Dans les studios de BFM-TV, le 20 mars 2019. / KENZO TRIBOUILLARD / AFP

La querelle entre Altice et Free (dont le fondateur, Xavier Niel, est actionnaire à titre individuel du Monde) sur la distribution des chaînes du groupe de Patrick Drahi (BFM-TV et Business, RMC Découverte et Story) s’envenime. Vendredi 5 avril, la maison mère de SFR a décidé, faute d’accord, de suspendre, dès 7 heures du matin, la diffusion de ses quatre chaînes aux 6,5 millions d’abonnés à la Freebox. Mais coup de théâtre, le trublion des télécoms a rétabli le signal par ses propres moyens moins de deux heures plus tard, déclenchant l’ire d’Altice, qui accuse l’opérateur de pirater la livraison du signal de ses chaînes.

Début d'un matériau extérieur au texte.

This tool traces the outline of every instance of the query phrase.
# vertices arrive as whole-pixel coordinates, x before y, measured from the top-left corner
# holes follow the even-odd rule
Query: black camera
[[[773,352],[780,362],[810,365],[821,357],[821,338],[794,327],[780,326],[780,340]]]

Au cœur du conflit, l’accord de diffusion signé entre les deux groupes, et qui est arrivé à échéance le 20 mars. Altice souhaitait profiter du renouvellement du contrat pour en revoir les termes, et faire payer Free un montant de 5 à 6 millions d’euros pour l’accès à ses chaînes et à leurs services ajoutés tels que la télévision de rattrapage. Le groupe de médias s’est cependant heurté à une fin de non-recevoir de la part de l’opérateur, peu disposé à rémunérer des chaînes gratuites et jugeant les services ajoutés insuffisamment pertinents pour justifier une rétribution. « Malgré notre position d’ouverture et la prolongation de la période de discussions, Free a refusé de négocier un accord de distribution des chaînes et services associés de BFM-TV, BFM Business, RMC Découverte et RMC Story », s’est fendu la maison mère de SFR dans un communiqué.

Des conflits antérieurs

La coupure par Altice, puis le rétablissement du signal par Free, a exacerbé les tensions au sein des deux camps. La maison mère de SFR a indiqué que des « mesures juridiques, réglementaires et judiciaires » étaient en cours « face à cette situation illégale ». De son côté, Free dénonce « la communication mise en œuvre depuis plusieurs semaines » par Altice, contraire à la réalité selon lui.

Ce conflit n’est pas le premier du genre. En 2018, une bataille avait éclaté entre les opérateurs de téléphonie et les groupes audiovisuels, dont notamment TF1 et M6, qui avaient réclamé une rétribution pour la diffusion de leurs chaînes et de leurs services ajoutés. Les opérateurs avaient finalement abdiqué. La situation s’enlisant, Altice a demandé lundi 1er avril l’ouverture d’une procédure de règlement des différends au Conseil supérieur de l’audiovisuel. Le régulateur avait déjà proposé mi-mars une médiation aux deux parties, sans succès. L’instruction de l’affaire est désormais en cours chez le gendarme de l’audiovisuel.

Derrière ce bras de fer avec Free se profile celui à venir avec Orange. L’accord de distribution qui lie l’opérateur historique à Altice doit prendre fin cet été. Et les négociations pour un nouvel accord s’annoncent d’ores et déjà ardues. « Ça discute mollement », confie-t-on sobrement chez Orange. Mi-mars, la directrice générale d’Orange France, Fabienne Dulac, avait indiqué trouver le montant réclamé par Altice à Free exagéré au vu des audiences de ses chaînes.